My colleague Conor and I drafted a proposal recently on a waste management business – the business participates in something called “the circular economy”. Not knowing what this meant, I researched the market and found that the practice falls well within the ESG landscape Polestar is always talking about.
What is the Circular Economy?
The circular economy is a model of production and consumption which involves sharing, leasing, reusing, repairing, refurbishing and recycling existing materials and products as long as possible. In this way, the life cycle of products is extended and reimagined as a circle.
The circular economy is based on three principles : (1) Eliminate waste and pollution, (2) Circulate products and materials (at their highest value) and (3) Regenerate nature.
It implies reducing waste to a minimum. When a product reaches the end of its life, its materials are kept within the economy wherever possible. These can be productively used again and again, thereby creating further value. This is a shift away from the traditional linear economic model which is based on a take-make-consume-throw away pattern. This model relies on large quantities of cheap, easily accessible materials and energy.
A key area of our proposals is to understand what drives the market. For the economy, the drivers are very similar to other markets that are aligning with ESG policies:
1. Consumer changes
Circular solutions offer new ways to engage with consumers. Sustainability is especially important for generations Y (or millennials – born 1981-1996) and gen-Z (born 1997-2012). Falling within that range, I can attest to that. Most of my peers and I pay closer attention to environmental performance of companies, bother when purchasing products but also when choosing an employer. This aspect of consumer change will be crucial for companies moving forward, as young people will make up the future cohort of adult consumers with purchasing power.
Tying into Industry 4.0, technological advancement has accelerated the development and implementation of circular business models, driving new processes, new communication channels and new operational efficiencies that enable the decoupling of resource use from economic growth across industries and on a global scale.

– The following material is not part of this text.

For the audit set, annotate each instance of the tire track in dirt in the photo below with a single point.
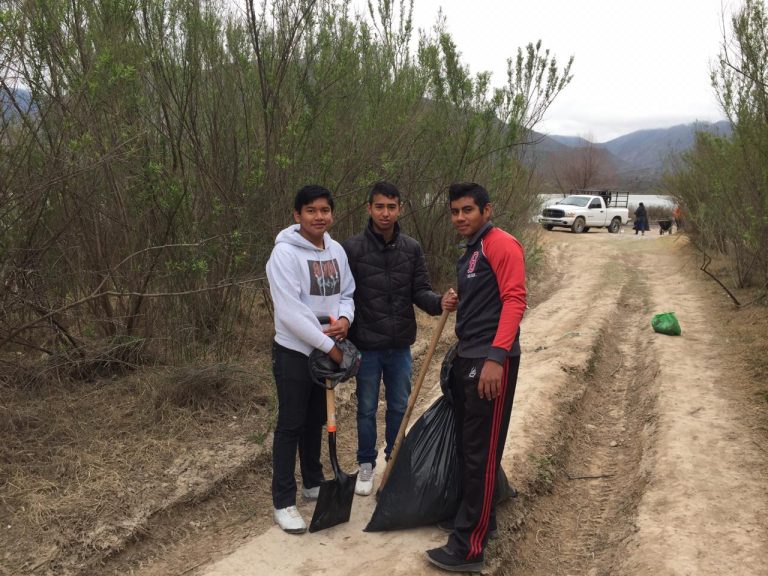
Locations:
(593, 374)
(574, 528)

We are seeing this everywhere (healthtech, edtech, etc,) so the waste management industry is no different. Here are two examples I found while doing research:
Lehigh Technologies: This Atlanta firm turns old tyres and other rubber waste into something called micronized rubber powder, which can then be used in a wide variety of applications from tyres to plastics, asphalt and construction material. Five hundred million new tyres have been made using its products, earning it the Award for Circular Economy SME.

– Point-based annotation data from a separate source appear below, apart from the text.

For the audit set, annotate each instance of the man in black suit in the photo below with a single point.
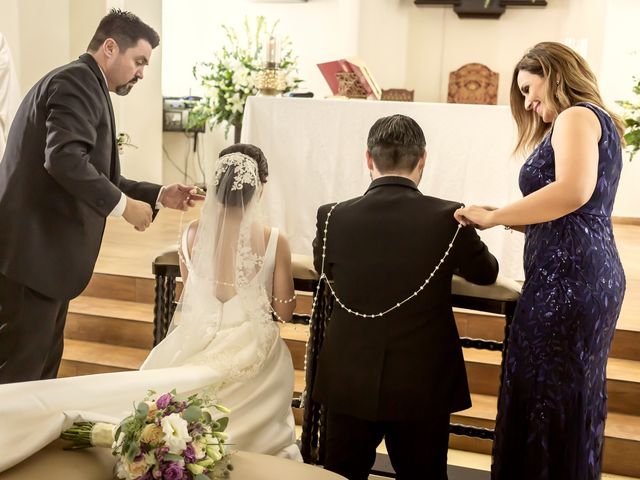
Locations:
(397, 372)
(59, 180)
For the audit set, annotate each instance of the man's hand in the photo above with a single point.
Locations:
(179, 197)
(138, 214)
(480, 217)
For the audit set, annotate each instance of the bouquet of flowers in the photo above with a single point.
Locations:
(230, 78)
(632, 121)
(165, 438)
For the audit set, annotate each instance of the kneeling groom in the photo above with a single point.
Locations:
(391, 365)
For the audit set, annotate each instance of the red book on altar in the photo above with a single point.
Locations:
(350, 65)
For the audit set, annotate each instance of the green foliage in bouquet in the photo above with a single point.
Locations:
(632, 121)
(169, 437)
(229, 79)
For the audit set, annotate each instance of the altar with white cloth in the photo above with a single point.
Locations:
(316, 154)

Close the Loop: This Australian company has spent more than a decade recovering value from old printer cartridges and soft plastics. Their new innovation turns these materials into roads. The products are mixed in with asphalt and recycled glass to produce a higher-quality road surface that lasts up to 65% longer than traditional asphalt.
3. Environmental Regulation
Environmental regulation has also accelerated the growth of the circular economy. As more countries are committing to a net-zero carbon goal, a circular economy development path could halve carbon dioxide emissions by 2030 In particular, the UK could reduce greenhouse gas emissions by 7.4 million tonnes per annum by keeping organic waste out of landfills.

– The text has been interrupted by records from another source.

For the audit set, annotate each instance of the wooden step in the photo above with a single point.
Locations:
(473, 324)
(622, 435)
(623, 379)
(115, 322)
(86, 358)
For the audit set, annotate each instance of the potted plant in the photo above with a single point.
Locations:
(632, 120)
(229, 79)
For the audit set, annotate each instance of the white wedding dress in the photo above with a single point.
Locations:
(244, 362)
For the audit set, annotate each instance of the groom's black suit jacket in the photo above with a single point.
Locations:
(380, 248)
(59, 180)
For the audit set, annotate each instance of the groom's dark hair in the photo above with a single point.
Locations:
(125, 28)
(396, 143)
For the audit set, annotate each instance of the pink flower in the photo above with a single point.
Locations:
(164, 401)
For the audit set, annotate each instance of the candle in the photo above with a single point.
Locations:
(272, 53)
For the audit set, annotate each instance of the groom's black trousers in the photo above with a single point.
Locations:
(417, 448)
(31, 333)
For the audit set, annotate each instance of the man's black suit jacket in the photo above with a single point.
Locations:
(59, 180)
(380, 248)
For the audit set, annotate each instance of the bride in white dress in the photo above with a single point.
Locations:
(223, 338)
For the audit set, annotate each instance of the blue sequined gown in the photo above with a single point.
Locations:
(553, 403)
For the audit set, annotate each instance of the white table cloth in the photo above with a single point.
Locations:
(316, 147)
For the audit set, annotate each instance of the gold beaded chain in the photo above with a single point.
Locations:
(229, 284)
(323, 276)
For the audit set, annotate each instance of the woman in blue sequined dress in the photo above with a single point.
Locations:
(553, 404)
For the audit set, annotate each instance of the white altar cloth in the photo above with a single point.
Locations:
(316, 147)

The circular economy could result in a reduction of primary material consumption by 32% by 2030, thus improving land productivity and soil health.
4. Profit impact on companies and the economy at large
Not only will the circular economy reduce greenhouse gasses, but also the cost of production, which is a win for a lot of companies. Economic growth by GDP would be achieved through a combination of increased revenues and lower cost of production through more productive utilisation of inputs. The circular economy will also tighten up companies’ supply chains by using fewer virgin materials and more recycled inputs, reducing a company’s exposure to volatile raw materials prices.
According to the Ellen MacArthur Foundation, it is estimated that in the sectors of complex medium-lived products (such as mobile phones and washing machines) in the EU, the annual net-material cost savings opportunity amounts up to USD 630 billion. For fast-moving consumer goods (such as household cleaning products), there is a material cost-saving potential of up to USD 700 billion globally.
In addition to cost saving, the transition to a circular economy could help the economy at large the additional of new jobs. There is a positive employment effect due to spending fuelled by lower prices, high-quality labour-intensive recycling activities and higher skilled jobs in remanufacturing. New jobs will be created across industrial sectors within small and medium enterprises, increased innovation, and a new service-based economy.
The circular economy is a perfect example of an ESG focus. Not only will it tighten supply chains, lower production cost and help the environment, but it also shows a future how innovation and technology has allowed us to impact sustainability. As they say, one man’s trash is another man’s treasure!